How Do We Establish A Free Market Healthcare System in the U.S.?

 

As I discussed in my last post, it is critical and urgent for the U.S. to sharply reduce the cost of healthcare, both public and private.  There are basically two different ways to do this: with either a “single payer” system like most of the rest of the developed world has, or with a more nearly free market system than we have at the present time.
Capture1Both Switzerland and Singapore have largely free market systems with universal coverage and they operate at far less public cost, as shown above, than for other developed countries including the U.S.  The Singapore model features Catastrophic Care insurance, coupled with Health Savings Accounts, for all citizens, with subsidies for those with low-income.  The Swiss model employs exchanges, similar to our own Affordable Care Act, to subsidize, on a sliding scale, health insurance for the low income.  In Switzerland only 20% of the people receive an insurance subsidy compared to 85% in the U.S.
The Manhattan Institute’s Avik Roy has proposed a true free market system for the U.S., “Transcending Obamacare: a patient-centered plan for near-universal coverage and permanent fiscal solvency,” which is modeled on the Swiss system.  Mr.
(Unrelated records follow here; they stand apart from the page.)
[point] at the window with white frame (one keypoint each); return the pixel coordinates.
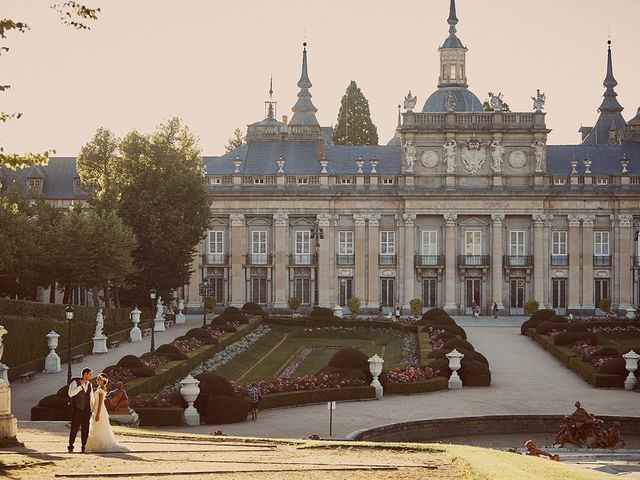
(601, 244)
(559, 243)
(215, 249)
(473, 242)
(388, 243)
(302, 247)
(516, 243)
(259, 247)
Roy’s plan sets up universal exchanges to offer insurance, subsidized if necessary, to everyone who does not receive it from their employer.
He proposes that over time Medicare and Medicaid recipients as well as Veterans would migrate into the exchange system.  This means that eventually the 30% of Americans (elderly, poor and veterans) who now receive direct government (single payer) support would become part of the exchange system. Mr. Roy’s Universal Exchange Plan is projected to reduce deficit spending by $8 trillion over the 30 year period which it will take to fully phase in the exchanges.  This will go a long way towards solving our serious fiscal problems.
Conclusion:  both Singapore and Switzerland have high quality, cost efficient free market health care systems which proves that a free market approach is possible.  Mr. Roy adapts and expands the Swiss model for the much larger and more complex American market.  It isn’t necessarily the last word in healthcare reform but it takes a big step in the right direction.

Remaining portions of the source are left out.